The University is also investigating online and self-guided platforms and biofeedback software to use technology to help students, she added. Online and self-guided platforms. Using technology that can be helpful to our students. Exploring some of them.
“Our model is comprehensive and we intend to develop more,” Rose said.
Interim Dean of Students Randall Edouard also presented to the council about four proposals moving forward through the Town Gown Advisory Board:
- North of Main (NoMa) staffing: This proposal aims to increase neighborhood development efforts in the North of Main (NoMa) neighborhood in the city of Binghamton by building capacity in the community. “This is the essence of town-gown relationships.”
- Shared Bus Stop Improvement Program, approved for partial funding: This project will provide bus shelters at four shared Broome County Transit (BCT) and Off-Campus College Transport (OCCT) bus stops in the city of Binghamton, site work necessary to comply with the Americans with Disabilities Act (ADA), site improvements including concrete pads for the shelters, seating, shelter lighting and the installation of bike racks adjacent to the bus stops. “We’re very excited because we go into the community, working in collaboration with Broome County to make this happen.”
- IACLEA safety consultant: The International Association of Campus Law Enforcement Administrators (IACLEA) will review the town-gown relationship between Binghamton University and the city of Binghamton to provide recommendations to University and city leadership to make informed decisions on current and future initiatives.
- ID scanners for bars: The proposed study is an environmental effort to deter underage drinking to establish the feasibility of this approach relative to existing methods.
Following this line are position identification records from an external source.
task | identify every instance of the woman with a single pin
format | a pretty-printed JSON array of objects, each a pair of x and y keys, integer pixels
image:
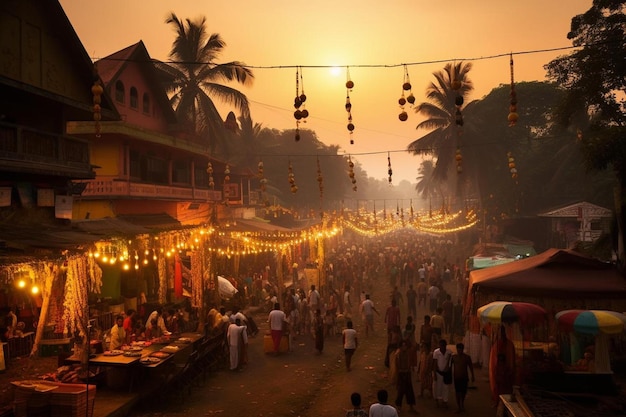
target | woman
[{"x": 318, "y": 326}]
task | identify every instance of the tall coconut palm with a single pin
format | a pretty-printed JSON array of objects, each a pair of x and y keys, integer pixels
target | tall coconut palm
[
  {"x": 198, "y": 80},
  {"x": 440, "y": 111}
]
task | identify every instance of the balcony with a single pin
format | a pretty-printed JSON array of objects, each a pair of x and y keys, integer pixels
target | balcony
[
  {"x": 116, "y": 188},
  {"x": 30, "y": 151}
]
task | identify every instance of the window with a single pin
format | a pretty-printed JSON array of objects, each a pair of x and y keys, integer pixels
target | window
[
  {"x": 134, "y": 98},
  {"x": 119, "y": 92},
  {"x": 146, "y": 103}
]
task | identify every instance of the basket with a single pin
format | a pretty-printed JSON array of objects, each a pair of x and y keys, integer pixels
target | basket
[{"x": 54, "y": 399}]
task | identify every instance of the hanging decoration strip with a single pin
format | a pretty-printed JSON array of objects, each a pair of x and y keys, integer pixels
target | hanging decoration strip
[
  {"x": 292, "y": 179},
  {"x": 301, "y": 113},
  {"x": 513, "y": 116},
  {"x": 351, "y": 173},
  {"x": 349, "y": 87},
  {"x": 406, "y": 86}
]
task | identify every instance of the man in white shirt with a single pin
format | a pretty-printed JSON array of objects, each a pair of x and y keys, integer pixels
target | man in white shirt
[
  {"x": 237, "y": 336},
  {"x": 277, "y": 320}
]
Information and data will be gathered through focus groups and surveys to determine the attitudes/beliefs of bar owners/staff. “It’s simple, let’s do something. We’re about collaborating and doing something about a problem.”
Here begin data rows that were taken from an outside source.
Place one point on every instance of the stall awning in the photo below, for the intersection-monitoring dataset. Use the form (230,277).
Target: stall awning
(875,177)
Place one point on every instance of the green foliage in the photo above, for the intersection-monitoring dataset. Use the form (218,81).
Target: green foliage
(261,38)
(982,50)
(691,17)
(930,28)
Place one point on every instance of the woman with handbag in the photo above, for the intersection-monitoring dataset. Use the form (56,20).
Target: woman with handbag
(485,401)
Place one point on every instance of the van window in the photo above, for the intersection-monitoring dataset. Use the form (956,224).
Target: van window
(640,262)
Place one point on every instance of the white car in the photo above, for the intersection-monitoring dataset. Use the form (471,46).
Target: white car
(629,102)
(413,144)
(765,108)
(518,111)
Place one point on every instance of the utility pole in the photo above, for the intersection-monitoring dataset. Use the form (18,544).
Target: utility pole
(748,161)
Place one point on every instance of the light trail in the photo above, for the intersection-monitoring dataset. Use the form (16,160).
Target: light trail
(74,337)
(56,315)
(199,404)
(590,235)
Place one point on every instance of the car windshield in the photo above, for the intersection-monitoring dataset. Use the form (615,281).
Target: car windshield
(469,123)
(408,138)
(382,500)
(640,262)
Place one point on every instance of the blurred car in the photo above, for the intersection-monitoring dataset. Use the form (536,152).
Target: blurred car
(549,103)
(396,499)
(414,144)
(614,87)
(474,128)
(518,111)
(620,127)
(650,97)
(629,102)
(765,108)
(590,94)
In President Harvey Stenger’s report, he updated the council about activities from late spring and summer. Highlights included the signing of Memoranda of Understanding with universities in India, Kenya and China; moving up in rankings, including as a No. 1 top performer in sustainability research according to the Association for the Advancement of Sustainability; receiving a National Science Foundation grant to purchase a first-of-its-kind in the United States piece of equipment to further lithium battery research; and welcoming an outstanding class that brings the University’s total enrollment to 18,000.
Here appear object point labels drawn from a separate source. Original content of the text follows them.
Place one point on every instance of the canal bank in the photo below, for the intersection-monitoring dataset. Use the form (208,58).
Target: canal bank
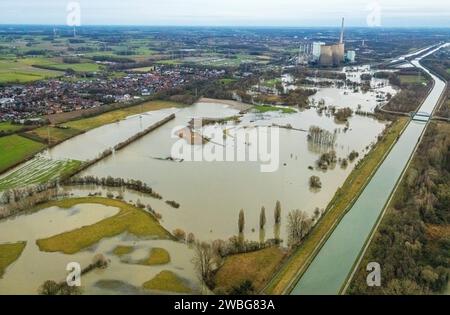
(334,262)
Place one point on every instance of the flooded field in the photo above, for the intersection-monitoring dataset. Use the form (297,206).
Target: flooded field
(34,267)
(210,194)
(216,191)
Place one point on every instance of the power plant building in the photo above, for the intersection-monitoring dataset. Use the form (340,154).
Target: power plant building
(332,55)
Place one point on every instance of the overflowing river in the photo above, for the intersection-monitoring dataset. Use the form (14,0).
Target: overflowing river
(211,194)
(330,268)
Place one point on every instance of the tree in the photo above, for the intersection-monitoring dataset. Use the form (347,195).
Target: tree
(262,218)
(204,262)
(314,182)
(49,287)
(245,288)
(277,213)
(299,226)
(241,222)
Stenger also spoke about a number of gifts made by donors that helped the University raise $19.1 million in gifts and commitments in the past academic year. “This is great progress for our campaign,” he said. “But as for our budget, we’re not out of the woods yet. It’s always a balancing act so the hiring hold is still in place. We’ve kept staffing levels where they should be, but we hope our enrollment is enough so we can grow faculty next year. We’ll know soon.”